October 26th, 1990, Bethlehem Pennsylvania

“I’m over here!” Helen heard her brother’s loud boisterous voice as soon as she walked in. Passing the wall adorned with colorful business cards, she joined the other faces at Hack’s diner who turned to see George sitting at a booth slurping his soda. Butterflies floated in her empty stomach as she approached his table. She had been trying to make time to see him, but he always put it off. Today, he only agreed to meet her at this early lunch hour because he was already planning to eat here.

It had been a while since she’d seen him, and it looked like he’d put on more weight. His hair appeared wild and unkept, looking like a black curly mop flowing down over his shoulders. Even more disconcerting was his T-shirt, which she noticed as she sat down in this small, crowded diner.

“Really? The Zodiac killer?” Helen asked, not amused.

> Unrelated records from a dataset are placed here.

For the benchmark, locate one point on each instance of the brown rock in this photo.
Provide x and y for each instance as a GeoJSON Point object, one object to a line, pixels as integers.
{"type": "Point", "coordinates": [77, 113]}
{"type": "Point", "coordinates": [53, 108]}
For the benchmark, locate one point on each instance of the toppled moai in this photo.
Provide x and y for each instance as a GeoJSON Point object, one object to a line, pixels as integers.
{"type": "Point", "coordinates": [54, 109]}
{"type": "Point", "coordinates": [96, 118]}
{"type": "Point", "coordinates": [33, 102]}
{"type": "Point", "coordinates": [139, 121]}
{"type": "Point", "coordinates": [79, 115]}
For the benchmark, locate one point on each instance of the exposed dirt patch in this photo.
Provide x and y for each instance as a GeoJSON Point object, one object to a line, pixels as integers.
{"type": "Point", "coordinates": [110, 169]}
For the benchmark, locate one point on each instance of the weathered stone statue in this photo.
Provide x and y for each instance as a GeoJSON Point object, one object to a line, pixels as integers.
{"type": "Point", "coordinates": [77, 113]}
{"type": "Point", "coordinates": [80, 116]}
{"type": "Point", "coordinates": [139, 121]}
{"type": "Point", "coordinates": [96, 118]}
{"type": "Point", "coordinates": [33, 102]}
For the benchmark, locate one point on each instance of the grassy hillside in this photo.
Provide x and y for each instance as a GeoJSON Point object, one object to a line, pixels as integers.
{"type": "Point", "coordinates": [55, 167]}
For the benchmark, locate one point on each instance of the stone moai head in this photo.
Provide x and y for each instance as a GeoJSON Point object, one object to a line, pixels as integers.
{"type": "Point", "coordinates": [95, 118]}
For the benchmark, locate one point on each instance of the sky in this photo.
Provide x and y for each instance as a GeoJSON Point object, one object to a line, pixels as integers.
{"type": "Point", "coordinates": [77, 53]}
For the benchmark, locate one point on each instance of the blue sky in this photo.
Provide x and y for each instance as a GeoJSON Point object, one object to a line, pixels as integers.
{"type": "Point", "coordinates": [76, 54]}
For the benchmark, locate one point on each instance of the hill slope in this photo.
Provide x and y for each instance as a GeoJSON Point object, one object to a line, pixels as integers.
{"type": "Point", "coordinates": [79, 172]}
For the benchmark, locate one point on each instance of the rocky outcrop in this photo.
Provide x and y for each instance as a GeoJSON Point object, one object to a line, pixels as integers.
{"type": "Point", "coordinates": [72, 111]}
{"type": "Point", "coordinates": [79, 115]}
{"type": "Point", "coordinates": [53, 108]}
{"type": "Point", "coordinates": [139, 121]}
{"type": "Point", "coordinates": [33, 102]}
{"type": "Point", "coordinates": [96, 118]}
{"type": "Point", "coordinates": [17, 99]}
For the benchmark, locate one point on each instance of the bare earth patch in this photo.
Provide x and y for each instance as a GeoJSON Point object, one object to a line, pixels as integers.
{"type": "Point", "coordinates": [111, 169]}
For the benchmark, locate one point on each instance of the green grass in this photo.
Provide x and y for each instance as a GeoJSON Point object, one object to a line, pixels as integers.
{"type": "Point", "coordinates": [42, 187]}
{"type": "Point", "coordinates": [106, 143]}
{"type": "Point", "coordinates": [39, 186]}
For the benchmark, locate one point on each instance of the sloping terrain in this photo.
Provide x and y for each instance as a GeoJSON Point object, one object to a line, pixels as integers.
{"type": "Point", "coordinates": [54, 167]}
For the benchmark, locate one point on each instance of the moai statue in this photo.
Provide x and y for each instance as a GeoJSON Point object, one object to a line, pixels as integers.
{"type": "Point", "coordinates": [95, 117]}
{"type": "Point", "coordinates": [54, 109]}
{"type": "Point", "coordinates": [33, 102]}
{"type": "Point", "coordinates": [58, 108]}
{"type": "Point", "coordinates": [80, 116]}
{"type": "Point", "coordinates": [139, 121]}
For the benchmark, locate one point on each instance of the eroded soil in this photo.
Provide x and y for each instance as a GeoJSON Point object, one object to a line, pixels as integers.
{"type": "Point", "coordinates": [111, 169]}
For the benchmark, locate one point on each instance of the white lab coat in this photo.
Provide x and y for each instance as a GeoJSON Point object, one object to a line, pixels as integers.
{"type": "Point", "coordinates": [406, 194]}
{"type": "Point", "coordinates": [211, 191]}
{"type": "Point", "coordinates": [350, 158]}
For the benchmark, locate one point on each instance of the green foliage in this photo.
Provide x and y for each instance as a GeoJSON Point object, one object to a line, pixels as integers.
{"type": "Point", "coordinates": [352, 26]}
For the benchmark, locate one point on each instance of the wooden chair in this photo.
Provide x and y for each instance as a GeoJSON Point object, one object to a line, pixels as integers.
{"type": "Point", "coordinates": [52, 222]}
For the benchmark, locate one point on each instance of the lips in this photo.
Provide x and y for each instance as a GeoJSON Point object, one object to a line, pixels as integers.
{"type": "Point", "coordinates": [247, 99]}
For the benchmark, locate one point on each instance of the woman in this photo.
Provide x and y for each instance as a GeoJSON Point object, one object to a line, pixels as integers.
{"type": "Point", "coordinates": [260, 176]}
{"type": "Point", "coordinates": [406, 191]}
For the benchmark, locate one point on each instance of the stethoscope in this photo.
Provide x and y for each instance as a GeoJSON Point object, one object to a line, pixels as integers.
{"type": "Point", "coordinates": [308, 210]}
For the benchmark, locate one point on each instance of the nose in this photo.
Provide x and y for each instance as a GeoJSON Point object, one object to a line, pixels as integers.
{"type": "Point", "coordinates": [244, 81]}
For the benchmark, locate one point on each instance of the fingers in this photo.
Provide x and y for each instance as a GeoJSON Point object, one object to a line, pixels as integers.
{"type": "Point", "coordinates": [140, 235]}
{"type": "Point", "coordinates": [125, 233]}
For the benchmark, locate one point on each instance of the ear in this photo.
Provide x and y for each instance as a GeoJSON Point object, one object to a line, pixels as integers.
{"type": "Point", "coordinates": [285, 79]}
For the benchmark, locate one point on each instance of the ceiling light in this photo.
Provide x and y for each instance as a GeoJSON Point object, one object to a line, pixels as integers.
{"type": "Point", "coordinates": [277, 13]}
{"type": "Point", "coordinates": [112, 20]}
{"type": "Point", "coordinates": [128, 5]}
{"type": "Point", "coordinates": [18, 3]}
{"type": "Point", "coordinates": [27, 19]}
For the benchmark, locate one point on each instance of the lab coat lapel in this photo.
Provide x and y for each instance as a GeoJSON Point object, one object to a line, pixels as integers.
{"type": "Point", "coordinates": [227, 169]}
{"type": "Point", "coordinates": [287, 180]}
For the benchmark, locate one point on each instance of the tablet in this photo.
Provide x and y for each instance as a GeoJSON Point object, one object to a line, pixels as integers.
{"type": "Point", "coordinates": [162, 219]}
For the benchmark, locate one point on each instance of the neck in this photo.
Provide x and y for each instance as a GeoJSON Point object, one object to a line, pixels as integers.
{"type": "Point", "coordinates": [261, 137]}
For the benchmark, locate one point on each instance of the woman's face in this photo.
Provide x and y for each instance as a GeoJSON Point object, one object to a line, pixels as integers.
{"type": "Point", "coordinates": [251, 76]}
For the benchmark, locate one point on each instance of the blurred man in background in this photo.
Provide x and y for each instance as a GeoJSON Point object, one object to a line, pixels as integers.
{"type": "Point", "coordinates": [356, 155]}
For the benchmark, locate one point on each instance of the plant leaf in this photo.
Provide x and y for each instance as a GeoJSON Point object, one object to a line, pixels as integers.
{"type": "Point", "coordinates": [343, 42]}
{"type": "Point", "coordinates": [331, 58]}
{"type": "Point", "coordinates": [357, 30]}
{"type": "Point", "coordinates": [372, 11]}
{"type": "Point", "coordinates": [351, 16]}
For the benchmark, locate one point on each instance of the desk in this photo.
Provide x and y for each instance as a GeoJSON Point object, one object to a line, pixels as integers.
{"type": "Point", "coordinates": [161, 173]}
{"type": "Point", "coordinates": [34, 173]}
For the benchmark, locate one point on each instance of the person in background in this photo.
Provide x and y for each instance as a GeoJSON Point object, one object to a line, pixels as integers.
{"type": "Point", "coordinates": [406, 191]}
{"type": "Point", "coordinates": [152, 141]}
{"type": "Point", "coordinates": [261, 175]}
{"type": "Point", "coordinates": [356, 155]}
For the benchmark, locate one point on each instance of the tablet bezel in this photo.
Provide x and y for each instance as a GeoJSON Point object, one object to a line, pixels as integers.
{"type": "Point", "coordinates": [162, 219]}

“Yeah, he was awesome,” George grinned as he said loudly, “massacred five people and never got caught!” 

“If you say so.” Helen rolled her eyes while the waitress arrived to give George his tall stack of brown pancakes. 

“Ooh gimmie gimmie!” George reached up to grab his massive plate while the waitress took Helen’s order. ‘Trouble Me’ by Burn Victims played over the neon lit jukebox while the two siblings made small talk and the other Hack’s patrons ate.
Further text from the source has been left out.